I just finished the installation. You can see it here.

Lew


----------



## Nismo1997 (Dec 26, 2003)

Looks sweet, how does it handle/ride?


----------



## lshadoff (Nov 26, 2002)

My initial impressions (I've only driven ~50 miles so far):

You feel small irregularities in the road a lot more than the GAB/Prokits I had before. Larger bumps are much more comfortable. It has almost no body lean (I also have ST sway bars), and definintely corners better than with the Prokits.

I don't think that the suspension would bottom under any condition that wouldn't damage something.

Lew


----------



## cozzmo (Sep 16, 2004)

Looks like a very nice bit of kit there. I've just fitted a set of TEIN HA coilovers to my N15 pulsar SSS (SR20DE in australia). 
I think i'll be getting softer springs for them soon if i continue to do the amount of street driving that i'm currently doing. Having 8kg (448) F and 5kg R (280) springs is pretty rough at the front, specially with 17" rims and 40 profile tyres! 

The adjustment on those D2 coilovers looks like it has separate bump and rebound adjustments, is that correct?


----------



## lshadoff (Nov 26, 2002)

cozzmo said:


> The adjustment on those D2 coilovers looks like it has separate bump and rebound adjustments, is that correct?


There is only one adjustment which varies compression and rebound together. The bottom portion of the adjuster is just a reference scale.

Lew


----------



## jeffinbham (Nov 1, 2003)

thanks for the write up. i am hoping to install my basics this weekend, if i can fix my axle tomorrow. your tutorial will def. be used as reference.


----------



## Radioaktiv (Feb 12, 2004)

damn lew
those look really good

if you dont mind me asking, how much did those run you?


----------



## lshadoff (Nov 26, 2002)

Radioaktiv said:


> damn lew
> those look really good
> 
> if you dont mind me asking, how much did those run you?

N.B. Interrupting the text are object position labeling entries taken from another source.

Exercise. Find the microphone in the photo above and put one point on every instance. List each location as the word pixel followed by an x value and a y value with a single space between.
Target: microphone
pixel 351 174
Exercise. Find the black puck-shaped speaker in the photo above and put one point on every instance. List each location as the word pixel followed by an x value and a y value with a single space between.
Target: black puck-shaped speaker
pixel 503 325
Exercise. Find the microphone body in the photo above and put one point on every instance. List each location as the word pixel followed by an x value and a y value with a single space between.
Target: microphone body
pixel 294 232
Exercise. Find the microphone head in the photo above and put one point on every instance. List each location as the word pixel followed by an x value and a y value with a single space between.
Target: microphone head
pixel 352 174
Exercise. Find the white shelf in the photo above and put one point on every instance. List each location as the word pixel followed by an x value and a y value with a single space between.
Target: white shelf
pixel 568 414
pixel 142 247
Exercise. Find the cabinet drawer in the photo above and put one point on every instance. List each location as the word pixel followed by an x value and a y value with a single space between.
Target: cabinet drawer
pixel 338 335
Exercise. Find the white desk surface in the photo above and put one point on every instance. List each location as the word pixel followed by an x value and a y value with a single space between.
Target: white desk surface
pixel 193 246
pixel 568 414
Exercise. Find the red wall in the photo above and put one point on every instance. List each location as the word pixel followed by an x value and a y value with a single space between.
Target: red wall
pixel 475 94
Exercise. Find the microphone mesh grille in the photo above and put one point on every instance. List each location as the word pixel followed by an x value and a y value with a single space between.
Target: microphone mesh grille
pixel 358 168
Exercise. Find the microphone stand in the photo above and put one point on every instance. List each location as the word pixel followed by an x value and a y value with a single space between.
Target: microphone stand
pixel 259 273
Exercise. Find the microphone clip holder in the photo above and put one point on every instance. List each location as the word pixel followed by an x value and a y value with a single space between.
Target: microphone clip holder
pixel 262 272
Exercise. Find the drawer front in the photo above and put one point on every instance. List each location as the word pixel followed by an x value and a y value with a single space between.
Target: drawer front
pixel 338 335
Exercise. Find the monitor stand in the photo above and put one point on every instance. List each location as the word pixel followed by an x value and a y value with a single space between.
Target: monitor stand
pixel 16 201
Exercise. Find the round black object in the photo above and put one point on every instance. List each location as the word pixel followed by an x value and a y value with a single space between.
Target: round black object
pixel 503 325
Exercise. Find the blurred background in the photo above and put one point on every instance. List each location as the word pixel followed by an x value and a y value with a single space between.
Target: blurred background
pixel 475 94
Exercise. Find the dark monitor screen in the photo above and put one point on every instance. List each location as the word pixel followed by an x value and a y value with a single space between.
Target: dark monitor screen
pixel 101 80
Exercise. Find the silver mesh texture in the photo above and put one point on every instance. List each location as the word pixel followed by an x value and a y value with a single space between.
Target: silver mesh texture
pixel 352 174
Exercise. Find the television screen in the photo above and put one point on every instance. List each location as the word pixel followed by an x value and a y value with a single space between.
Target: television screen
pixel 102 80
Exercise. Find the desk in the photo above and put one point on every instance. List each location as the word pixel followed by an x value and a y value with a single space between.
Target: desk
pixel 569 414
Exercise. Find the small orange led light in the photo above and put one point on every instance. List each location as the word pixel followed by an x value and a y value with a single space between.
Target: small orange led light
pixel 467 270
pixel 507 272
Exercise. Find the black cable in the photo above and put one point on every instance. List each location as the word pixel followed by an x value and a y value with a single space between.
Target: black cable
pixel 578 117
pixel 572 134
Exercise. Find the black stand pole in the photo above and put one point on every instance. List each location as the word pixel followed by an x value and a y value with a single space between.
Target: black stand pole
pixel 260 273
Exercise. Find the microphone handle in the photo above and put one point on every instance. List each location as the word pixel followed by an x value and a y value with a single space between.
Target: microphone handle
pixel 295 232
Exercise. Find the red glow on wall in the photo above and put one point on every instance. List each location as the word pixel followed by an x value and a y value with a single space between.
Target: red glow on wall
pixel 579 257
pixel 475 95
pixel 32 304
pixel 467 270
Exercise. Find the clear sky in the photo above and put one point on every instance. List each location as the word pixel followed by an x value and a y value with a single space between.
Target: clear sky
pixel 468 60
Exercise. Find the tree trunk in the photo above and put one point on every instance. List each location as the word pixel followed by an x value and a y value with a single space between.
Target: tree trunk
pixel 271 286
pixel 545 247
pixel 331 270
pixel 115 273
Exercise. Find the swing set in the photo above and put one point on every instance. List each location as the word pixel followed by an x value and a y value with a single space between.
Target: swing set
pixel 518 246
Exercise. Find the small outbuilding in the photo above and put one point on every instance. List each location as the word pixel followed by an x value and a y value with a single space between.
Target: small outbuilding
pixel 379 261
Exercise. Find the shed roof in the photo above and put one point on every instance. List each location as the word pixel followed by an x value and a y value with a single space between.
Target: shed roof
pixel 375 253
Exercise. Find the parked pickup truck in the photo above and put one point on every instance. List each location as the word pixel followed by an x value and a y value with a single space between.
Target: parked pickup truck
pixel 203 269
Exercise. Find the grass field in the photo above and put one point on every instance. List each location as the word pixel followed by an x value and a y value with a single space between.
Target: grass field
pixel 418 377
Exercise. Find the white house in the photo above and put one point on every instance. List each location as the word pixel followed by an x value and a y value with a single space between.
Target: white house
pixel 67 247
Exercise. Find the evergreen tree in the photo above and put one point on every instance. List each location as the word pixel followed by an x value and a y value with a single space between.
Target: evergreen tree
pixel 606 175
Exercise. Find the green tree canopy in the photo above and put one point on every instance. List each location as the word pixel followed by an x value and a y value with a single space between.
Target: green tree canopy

I bought them on eBay for $760 delivered. The same vendor (urbanimport.com) is now selling them for $1080.

Lew


----------



## Radioaktiv (Feb 12, 2004)

bleh

well at least you got them at the reasonable price

they look very good
and everything is adjustable 

i'll have to get a ride at the convention


----------



## lshadoff (Nov 26, 2002)

Don't be discouraged. Contact Mike at urbanimport.com and see if he'll do a group deal.

Lew


----------



## Radioaktiv (Feb 12, 2004)

eh i wouldnt have the money for a few months anyhow
got bigger problems with my POS lately 
my wallet keeps getting lighter and lighter


----------



## Binger (Aug 29, 2002)

looks nice...you'll feel the small bumps more because most "pro-style" suspensions give more driver feed back. Not necissarilly bad, just can be annoying...but its one of the tradeoffs for much better handeling.


----------



## 1beatsentra (Nov 3, 2004)

hey who makes the d2 coilovers and a link would be great too.


----------



## lshadoff (Nov 26, 2002)

1beatsentra said:


> hey who makes the d2 coilovers and a link would be great too.


D2 Racing Sports makes them.

I got them on eBay from these guys for $760 shipped:
http://cgi.ebay.com/ebaymotors/ws/e...tem=7936087803&category=33586&sspagename=WDVW

Lew


----------



## Nostrodomas (Jun 15, 2002)

Damn looks like a sweet system. Is the adjustment still comming loose, and making that noise?


----------



## lshadoff (Nov 26, 2002)

Nostrodomas said:


> Damn looks like a sweet system. Is the adjustment still comming loose, and making that noise?


The locking ring hasn't loosened since I got it tightened correctly. There may have been a small burr on one of the rings which prevented it from tightening all the way. There is no noise coming from the suspension, now. 

I increased the damping on the rear shocks 1/2 turn, and that cured the pogoing 
when going over regularly spaced road irregularities, like on some overpasses. 

The ride is very stiff with the 7K/5K F/R springs. 

Lew


----------



## SeR.NisSUN (Sep 29, 2004)

*i got them suspension on my b13 too *

yea im enjoyin my D2 suspension and my konig wheels :thumbup: :fluffy: i need to take some pics of my suspension on my car for now u can see this much 


http://www.cardomain.com/memberpage/715875


----------